VN: Syrische rebellen werken niet mee bij hulpverlening na beving
Terwijl de overheden van Syrië en Turkije goed meewerken met de hulpverlening na de aardbevingen van 6 februari, verloopt de hulp aan het noordwesten van Syrië juist erg stroef. Dat zegt David Beasley, directeur van het VN-Wereldvoedselprogramma (WFP), tijdens zijn bezoek aan de internationale Veiligheidsconferentie van München.
Het noordwesten van Syrië is het deel van het land dat wordt bestuurd door rebellen die zich hebben afgezet tegen president Bashar al-Assad. „Die lokale autoriteiten geven ons onvoldoende toegang”, aldus Beasley, die het gebied de ‘flessenhals’ van de hulpverlening noemt. „Daar moet meteen verandering in komen.”
Hij roept onder meer op tot het openen van meer grensovergangen met Turkije. De grensovergang bij Bab al-Hawa is nu de enige langs waar konvooien vanuit Turkije het noordwesten van Syrië kunnen binnenrijden.
De directeur van het WFP waarschuwt ook dat de fondsen van zijn organisatie snel opraken.
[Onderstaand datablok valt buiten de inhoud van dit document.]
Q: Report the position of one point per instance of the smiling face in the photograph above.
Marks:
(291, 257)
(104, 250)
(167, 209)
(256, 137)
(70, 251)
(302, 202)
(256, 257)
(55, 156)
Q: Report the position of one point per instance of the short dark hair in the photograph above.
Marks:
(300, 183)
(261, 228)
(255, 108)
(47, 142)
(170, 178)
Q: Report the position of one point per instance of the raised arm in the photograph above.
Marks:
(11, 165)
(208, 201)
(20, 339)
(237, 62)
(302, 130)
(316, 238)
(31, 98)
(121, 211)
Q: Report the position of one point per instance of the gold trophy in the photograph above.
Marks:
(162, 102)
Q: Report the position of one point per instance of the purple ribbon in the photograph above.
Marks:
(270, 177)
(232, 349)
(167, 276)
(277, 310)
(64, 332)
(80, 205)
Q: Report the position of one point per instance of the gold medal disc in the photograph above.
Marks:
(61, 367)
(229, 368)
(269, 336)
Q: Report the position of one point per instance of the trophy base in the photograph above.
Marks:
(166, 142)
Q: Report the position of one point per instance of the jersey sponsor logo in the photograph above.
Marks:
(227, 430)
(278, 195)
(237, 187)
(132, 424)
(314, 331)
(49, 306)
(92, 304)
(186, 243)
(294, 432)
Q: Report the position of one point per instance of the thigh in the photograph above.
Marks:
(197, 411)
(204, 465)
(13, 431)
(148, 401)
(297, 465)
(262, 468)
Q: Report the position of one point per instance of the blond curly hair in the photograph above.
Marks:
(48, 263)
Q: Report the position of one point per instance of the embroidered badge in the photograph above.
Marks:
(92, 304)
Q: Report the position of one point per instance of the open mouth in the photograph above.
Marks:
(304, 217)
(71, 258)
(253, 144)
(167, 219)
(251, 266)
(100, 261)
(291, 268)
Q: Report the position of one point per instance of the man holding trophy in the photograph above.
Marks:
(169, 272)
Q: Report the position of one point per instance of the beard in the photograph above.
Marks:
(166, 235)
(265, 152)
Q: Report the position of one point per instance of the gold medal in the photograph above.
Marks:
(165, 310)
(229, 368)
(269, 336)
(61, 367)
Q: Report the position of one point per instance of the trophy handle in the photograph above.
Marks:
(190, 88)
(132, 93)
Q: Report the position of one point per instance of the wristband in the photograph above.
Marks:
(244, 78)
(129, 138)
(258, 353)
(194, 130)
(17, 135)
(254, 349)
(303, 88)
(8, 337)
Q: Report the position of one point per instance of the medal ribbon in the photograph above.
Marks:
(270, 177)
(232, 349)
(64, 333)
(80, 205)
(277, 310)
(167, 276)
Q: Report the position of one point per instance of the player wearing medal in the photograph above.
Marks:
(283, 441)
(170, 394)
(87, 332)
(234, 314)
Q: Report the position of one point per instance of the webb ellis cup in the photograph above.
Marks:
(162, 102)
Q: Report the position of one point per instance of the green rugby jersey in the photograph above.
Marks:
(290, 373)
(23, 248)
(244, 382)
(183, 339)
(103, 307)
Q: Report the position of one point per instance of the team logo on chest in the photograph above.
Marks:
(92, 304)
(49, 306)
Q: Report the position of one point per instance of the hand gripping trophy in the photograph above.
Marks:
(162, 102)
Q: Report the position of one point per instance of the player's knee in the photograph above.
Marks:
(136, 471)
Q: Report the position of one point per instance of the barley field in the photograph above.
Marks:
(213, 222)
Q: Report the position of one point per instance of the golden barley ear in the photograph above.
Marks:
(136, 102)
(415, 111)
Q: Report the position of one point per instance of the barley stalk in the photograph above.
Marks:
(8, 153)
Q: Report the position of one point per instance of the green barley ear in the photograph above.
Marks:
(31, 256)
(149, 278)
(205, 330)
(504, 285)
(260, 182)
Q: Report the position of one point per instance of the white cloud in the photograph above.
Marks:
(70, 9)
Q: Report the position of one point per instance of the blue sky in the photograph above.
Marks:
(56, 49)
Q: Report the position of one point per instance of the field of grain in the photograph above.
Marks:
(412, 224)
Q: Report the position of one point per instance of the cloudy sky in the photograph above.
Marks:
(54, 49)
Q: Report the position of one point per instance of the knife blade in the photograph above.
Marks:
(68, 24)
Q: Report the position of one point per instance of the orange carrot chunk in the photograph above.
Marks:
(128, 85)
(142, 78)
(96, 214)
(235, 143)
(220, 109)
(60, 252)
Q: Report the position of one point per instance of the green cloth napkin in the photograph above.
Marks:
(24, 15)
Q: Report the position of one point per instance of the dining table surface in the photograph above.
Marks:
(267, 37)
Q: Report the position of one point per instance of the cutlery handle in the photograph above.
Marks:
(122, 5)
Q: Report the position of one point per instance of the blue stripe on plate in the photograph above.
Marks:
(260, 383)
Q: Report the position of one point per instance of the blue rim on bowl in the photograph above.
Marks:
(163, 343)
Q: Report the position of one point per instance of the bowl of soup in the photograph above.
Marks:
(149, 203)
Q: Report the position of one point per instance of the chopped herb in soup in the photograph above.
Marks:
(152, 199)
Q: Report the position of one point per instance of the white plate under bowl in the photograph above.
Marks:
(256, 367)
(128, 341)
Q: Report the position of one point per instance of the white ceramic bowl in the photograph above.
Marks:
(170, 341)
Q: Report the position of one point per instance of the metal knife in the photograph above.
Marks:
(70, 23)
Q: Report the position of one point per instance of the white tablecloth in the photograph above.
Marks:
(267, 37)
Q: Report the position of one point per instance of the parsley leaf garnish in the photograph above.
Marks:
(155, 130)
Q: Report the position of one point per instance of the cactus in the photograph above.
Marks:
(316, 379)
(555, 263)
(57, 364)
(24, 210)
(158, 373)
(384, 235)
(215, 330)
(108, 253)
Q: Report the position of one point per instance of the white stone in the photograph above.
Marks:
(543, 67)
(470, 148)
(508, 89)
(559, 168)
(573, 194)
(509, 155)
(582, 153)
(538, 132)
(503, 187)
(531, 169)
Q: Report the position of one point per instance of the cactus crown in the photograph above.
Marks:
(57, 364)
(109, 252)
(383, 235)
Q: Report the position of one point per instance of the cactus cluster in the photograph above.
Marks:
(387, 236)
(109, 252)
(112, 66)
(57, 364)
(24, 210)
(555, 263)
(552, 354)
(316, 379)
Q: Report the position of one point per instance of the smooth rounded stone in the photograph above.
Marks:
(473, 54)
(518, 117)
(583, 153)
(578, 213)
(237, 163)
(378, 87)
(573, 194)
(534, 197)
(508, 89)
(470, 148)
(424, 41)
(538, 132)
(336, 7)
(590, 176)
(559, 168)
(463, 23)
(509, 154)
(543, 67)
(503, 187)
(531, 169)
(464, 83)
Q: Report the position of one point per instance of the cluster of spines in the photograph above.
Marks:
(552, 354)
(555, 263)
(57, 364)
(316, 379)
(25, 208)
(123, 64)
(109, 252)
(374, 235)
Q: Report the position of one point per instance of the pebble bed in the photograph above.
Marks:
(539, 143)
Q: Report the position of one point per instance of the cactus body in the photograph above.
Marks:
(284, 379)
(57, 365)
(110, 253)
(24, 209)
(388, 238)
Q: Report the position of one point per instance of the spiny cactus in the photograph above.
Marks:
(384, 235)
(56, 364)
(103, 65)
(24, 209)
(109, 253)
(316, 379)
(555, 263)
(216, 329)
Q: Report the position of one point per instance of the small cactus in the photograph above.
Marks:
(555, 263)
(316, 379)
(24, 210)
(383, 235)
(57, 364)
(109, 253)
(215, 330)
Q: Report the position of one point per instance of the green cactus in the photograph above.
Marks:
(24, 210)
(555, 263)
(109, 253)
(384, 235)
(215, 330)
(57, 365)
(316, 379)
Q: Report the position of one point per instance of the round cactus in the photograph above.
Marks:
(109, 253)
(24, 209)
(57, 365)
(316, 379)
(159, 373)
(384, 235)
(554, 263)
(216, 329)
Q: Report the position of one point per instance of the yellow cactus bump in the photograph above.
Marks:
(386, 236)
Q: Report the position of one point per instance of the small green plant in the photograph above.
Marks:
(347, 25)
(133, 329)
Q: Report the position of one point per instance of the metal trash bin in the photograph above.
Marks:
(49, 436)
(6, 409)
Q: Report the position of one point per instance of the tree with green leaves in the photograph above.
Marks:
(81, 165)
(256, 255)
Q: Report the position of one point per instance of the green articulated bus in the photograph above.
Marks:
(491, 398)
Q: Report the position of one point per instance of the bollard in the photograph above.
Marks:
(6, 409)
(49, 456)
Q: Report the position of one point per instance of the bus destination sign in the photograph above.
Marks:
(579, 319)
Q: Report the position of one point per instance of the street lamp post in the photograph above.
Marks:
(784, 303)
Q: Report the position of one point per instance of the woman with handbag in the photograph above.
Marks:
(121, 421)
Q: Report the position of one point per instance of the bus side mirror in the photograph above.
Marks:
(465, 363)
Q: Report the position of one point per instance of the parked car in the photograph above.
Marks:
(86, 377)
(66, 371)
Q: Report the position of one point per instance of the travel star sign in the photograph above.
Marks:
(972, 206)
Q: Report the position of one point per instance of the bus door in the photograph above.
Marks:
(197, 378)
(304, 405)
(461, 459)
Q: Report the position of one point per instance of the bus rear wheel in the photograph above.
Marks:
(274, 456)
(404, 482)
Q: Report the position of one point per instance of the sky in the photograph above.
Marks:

De organisatie zou nog maar geld hebben om 60 dagen hulp te bieden, terwijl de nasleep van de aardbeving veel langer zal duren. „Onze operaties in Turkije en Syrië kosten 50 miljoen euro per maand. Als Europa liever geen nieuwe golf van vluchtelingen heeft, kan het ons beter de hulp geven die we nodig hebben.”